Thanks a lot for your kind words! You've hit the nail on the head, as that was precisely the kind of sentiment I wanted to convey. This might be a bit tl;dr, but this poem is based off the year I spent abroad in Salamanca, Spain. Honestly, I barely remember a lot of it, but certain images keep returning to me (rather than concrete memories, per se), and yes, I do feel a lot of lingering regret and nostalgia about the whole experience. I'm glad you enjoyed the poem, and thanks for your critique. I'll try and edit down and restructure it when I get around to rewriting the ending. Thanks again!


----------



## tinacrabapple (May 14, 2017)

The edit reads more smoothly.  The advice is great and you can see the results.  Enjoyed reading so far.


----------



## jenthepen (May 15, 2017)

polaroidcaesar said:


> You've hit the nail on the head, as that was precisely the kind of sentiment I wanted to convey.

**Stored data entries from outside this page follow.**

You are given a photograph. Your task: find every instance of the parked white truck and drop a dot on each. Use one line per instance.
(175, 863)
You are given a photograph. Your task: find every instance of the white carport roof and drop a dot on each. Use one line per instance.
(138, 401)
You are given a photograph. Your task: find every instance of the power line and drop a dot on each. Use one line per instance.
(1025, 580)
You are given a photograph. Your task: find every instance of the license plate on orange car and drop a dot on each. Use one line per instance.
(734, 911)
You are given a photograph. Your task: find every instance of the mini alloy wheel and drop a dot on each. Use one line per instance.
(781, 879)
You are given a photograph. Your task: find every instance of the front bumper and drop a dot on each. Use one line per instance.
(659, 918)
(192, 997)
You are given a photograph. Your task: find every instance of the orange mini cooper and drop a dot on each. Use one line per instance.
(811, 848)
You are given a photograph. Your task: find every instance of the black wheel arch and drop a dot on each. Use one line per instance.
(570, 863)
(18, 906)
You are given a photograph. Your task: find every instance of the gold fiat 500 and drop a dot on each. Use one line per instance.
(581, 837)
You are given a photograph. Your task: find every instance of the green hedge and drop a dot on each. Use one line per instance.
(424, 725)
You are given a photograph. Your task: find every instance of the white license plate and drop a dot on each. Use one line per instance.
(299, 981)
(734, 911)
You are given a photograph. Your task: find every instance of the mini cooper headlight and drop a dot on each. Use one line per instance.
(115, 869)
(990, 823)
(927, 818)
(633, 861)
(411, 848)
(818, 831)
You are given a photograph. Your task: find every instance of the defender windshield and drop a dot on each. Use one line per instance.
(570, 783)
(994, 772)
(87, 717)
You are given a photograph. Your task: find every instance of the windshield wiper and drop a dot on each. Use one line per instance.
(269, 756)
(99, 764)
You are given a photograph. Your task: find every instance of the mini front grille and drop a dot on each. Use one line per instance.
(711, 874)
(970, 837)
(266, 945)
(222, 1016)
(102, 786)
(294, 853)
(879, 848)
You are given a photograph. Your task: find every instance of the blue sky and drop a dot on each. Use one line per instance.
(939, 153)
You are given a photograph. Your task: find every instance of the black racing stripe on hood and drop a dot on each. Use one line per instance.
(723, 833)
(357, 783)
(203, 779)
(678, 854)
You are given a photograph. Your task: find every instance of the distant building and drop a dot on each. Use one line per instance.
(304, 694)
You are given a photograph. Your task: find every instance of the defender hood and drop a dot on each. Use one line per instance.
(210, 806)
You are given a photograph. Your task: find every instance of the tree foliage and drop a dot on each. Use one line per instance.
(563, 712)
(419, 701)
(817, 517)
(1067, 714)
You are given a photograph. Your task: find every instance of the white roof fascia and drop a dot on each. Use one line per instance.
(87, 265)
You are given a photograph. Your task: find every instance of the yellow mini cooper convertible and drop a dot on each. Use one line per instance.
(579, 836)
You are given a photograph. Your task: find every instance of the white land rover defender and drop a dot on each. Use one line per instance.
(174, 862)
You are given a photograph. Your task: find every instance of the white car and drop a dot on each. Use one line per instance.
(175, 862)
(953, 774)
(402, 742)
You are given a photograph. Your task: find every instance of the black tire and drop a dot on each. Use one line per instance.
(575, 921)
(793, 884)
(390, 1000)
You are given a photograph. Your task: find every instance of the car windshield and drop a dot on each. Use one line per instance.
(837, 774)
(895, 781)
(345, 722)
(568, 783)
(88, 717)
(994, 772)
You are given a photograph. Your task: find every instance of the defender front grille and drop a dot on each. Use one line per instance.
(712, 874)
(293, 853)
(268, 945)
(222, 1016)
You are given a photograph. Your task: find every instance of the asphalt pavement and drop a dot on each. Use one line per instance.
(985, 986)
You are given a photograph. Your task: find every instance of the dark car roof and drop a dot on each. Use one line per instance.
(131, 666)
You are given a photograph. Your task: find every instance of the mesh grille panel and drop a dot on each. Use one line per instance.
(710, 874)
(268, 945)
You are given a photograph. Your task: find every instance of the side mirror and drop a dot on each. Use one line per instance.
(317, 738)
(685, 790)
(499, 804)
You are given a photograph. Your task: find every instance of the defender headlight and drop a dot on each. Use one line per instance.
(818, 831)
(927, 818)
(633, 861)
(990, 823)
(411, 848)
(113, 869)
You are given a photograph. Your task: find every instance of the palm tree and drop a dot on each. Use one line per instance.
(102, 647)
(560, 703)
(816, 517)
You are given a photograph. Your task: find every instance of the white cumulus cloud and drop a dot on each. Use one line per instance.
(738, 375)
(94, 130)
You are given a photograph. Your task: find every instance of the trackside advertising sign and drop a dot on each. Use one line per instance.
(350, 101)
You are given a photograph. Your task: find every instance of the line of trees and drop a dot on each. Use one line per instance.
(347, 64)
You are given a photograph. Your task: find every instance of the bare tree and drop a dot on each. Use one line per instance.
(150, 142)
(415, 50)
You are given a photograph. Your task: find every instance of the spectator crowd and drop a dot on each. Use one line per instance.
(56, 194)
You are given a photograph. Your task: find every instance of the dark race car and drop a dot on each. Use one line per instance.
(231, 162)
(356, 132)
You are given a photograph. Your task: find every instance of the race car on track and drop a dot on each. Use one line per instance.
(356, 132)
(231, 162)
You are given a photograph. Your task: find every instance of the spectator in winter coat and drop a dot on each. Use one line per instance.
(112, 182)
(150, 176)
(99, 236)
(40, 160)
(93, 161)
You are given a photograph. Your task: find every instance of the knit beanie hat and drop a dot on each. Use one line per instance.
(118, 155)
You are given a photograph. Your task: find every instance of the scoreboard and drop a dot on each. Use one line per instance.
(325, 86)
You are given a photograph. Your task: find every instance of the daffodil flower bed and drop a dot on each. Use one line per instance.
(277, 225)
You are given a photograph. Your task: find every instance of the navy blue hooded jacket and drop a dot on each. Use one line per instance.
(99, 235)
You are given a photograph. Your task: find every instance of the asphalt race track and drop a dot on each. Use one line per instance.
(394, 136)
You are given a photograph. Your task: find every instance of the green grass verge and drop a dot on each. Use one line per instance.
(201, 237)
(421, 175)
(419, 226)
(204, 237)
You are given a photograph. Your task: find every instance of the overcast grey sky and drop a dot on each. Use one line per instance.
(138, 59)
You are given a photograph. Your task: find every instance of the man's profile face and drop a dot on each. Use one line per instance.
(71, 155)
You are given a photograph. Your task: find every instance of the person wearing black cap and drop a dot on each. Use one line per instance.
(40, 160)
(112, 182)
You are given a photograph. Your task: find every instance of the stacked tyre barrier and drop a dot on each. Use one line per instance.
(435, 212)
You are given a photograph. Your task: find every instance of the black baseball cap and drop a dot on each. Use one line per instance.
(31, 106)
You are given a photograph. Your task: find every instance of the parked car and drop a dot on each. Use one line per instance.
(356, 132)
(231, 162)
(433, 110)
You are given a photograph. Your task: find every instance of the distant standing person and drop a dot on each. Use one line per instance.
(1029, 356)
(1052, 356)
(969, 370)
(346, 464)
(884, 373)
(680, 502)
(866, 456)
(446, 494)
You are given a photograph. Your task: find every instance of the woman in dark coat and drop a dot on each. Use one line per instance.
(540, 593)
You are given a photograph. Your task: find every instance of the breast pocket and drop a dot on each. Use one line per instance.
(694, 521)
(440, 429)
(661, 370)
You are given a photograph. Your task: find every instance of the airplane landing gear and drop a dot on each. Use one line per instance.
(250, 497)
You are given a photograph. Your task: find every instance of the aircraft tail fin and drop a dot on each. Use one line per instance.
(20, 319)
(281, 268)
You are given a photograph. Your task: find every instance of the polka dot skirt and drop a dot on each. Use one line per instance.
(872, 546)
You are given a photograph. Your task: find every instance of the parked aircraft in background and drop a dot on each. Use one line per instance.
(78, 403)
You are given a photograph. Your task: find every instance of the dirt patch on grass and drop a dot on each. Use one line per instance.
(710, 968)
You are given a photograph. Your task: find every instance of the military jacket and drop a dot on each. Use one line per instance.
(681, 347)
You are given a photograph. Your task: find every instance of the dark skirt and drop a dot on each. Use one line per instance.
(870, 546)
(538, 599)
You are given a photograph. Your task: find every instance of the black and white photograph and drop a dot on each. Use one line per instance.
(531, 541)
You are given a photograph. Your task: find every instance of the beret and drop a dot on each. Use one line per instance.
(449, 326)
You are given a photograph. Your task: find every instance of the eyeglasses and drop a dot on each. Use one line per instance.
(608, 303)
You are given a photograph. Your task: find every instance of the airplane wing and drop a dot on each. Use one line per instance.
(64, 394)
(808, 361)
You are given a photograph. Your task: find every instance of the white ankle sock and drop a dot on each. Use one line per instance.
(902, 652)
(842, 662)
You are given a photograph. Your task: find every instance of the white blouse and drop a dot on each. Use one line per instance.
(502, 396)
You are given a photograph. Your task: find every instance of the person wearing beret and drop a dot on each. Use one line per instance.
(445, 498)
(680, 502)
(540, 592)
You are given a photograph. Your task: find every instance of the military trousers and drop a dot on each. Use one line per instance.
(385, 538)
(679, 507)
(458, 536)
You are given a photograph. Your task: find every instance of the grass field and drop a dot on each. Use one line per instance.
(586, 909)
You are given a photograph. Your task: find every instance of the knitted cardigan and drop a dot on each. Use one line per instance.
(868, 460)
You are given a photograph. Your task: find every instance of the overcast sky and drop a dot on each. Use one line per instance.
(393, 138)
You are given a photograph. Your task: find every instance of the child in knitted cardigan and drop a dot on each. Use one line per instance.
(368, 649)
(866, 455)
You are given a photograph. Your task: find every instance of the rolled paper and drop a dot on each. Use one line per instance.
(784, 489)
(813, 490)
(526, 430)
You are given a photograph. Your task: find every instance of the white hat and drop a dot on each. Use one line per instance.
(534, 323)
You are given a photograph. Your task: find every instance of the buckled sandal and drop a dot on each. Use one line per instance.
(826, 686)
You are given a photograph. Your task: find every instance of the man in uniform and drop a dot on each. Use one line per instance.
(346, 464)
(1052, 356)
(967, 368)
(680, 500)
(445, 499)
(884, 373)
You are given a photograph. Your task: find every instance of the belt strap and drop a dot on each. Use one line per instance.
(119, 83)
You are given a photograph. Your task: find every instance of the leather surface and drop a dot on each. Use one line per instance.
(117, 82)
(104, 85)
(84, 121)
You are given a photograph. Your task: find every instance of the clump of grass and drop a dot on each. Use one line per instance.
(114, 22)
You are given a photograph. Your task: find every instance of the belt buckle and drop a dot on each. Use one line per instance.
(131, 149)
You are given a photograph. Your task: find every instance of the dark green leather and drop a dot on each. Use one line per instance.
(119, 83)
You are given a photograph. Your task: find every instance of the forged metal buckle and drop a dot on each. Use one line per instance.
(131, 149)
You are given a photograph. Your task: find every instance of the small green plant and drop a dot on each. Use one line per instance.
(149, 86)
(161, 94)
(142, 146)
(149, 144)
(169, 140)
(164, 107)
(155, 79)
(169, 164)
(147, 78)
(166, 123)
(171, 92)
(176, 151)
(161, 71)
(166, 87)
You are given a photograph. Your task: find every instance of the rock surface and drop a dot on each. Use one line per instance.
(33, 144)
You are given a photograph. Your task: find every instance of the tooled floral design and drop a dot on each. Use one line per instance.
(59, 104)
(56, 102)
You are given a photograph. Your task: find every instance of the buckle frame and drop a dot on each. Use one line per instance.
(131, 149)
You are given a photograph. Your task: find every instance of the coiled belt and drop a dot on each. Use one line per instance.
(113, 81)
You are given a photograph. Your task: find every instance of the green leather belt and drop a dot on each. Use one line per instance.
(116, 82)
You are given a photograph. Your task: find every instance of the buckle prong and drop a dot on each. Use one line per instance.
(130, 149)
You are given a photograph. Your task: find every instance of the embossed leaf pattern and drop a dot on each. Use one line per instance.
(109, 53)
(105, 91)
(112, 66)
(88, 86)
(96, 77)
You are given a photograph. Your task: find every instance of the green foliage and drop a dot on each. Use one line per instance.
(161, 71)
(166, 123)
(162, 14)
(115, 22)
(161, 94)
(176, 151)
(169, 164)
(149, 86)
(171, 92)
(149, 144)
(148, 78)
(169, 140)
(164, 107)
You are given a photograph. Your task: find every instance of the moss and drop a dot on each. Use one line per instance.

Perfect proof that your poem worked! 

Thanks for telling me what inspired the work. It's always fascinating to discover what motivates the muse.


----------



## Firemajic (May 15, 2017)

Evocative and haunting... like a phantom memory that awakens with a certain scent, or song, time or place, and something inside, stirs, stretches... and for a moment you are transported to a memory almost forgotten, back to a time or place... suddenly there, then quickly gone... Fabulous imagery created a melancholy mood... so many stunning images and poetic lines, it was hard to see the beauty of each one... edit some more, but waste not the lines you cut, save them for another fabulous poem..


----------



## Wizard27 (May 17, 2017)

Hi!
as others have said, there are some nice turns of phrase here.
as others have said, it lacks a certain forward momentum: it's worth reading on, but doing so requires an act of will not on the part of reader, rather than being the inevitable result of wanting to know more.
Baudelaire is a good poet for memory. See 'Le Flacon', amongst others (in translation, unless you know French), for inspiration


----------



## Bard_Daniel (May 18, 2017)

There's this rugged edginess about it that I really like. You've been  offered some great advice but, as jenthepen mentioned, do not clip your  voice. It is what makes you unique and it is valuable.

Just my humble opinion. Cheers!


----------



## nelen (May 22, 2017)

I like the feel of this poem and you have obviously thought about it and worked hard. Your choice and use of words is good,but it is difficult to disentangle one thought from another. You need to start and finish a thought and then move onto the next one and then I think you will be good.


----------



## sas (May 22, 2017)

Coming in late. Much to love in your work. It is not pedestrian, one of my highest compliments. Just selectively edit. And, yes, as mentioned, the lines you edit, don't discard. Save for another poem. Applause.  sas


----------



## C.Gholy (May 23, 2017)

this poem gave the image of the phantom of the opera roaming in Ceaser's kingdom.


----------



## John 3 (May 24, 2017)

You really do cram the images in don’t you? While some are good and a few are very good, I am still stumbling in picturing ‘trembling rain’
I think it would be better if you content yourself with one good image to a single line; a good image followed immediately by a mediocre one takes the gilt of the ginger bread.
A final thought, much of today’s poetry is written in the first person, the difficulty is that when you put poetry in the public domain then it has to appeal to the reader.  
As Darkin has said, the lack of structure makes it difficult for the reader to associate with the poem i.e. while we can savour some of the imagery there is very little else for the reader to take from the piece.

 Don’t worry too much, you can certainly write.

Regards.


----------



## Kevin (May 24, 2017)

A human portrayed, at least a portion; some moments. It's brilliant; brilliantly accurate. Sorry, I'm not a big one on 'Rul-ays...of...Poetry!" - (thunderous voiceover). Let's see..._uncounted years - _sounds prefab, cliché. Stansa after that flows. Probably the best part. Thanks for sharing. It was good.


----------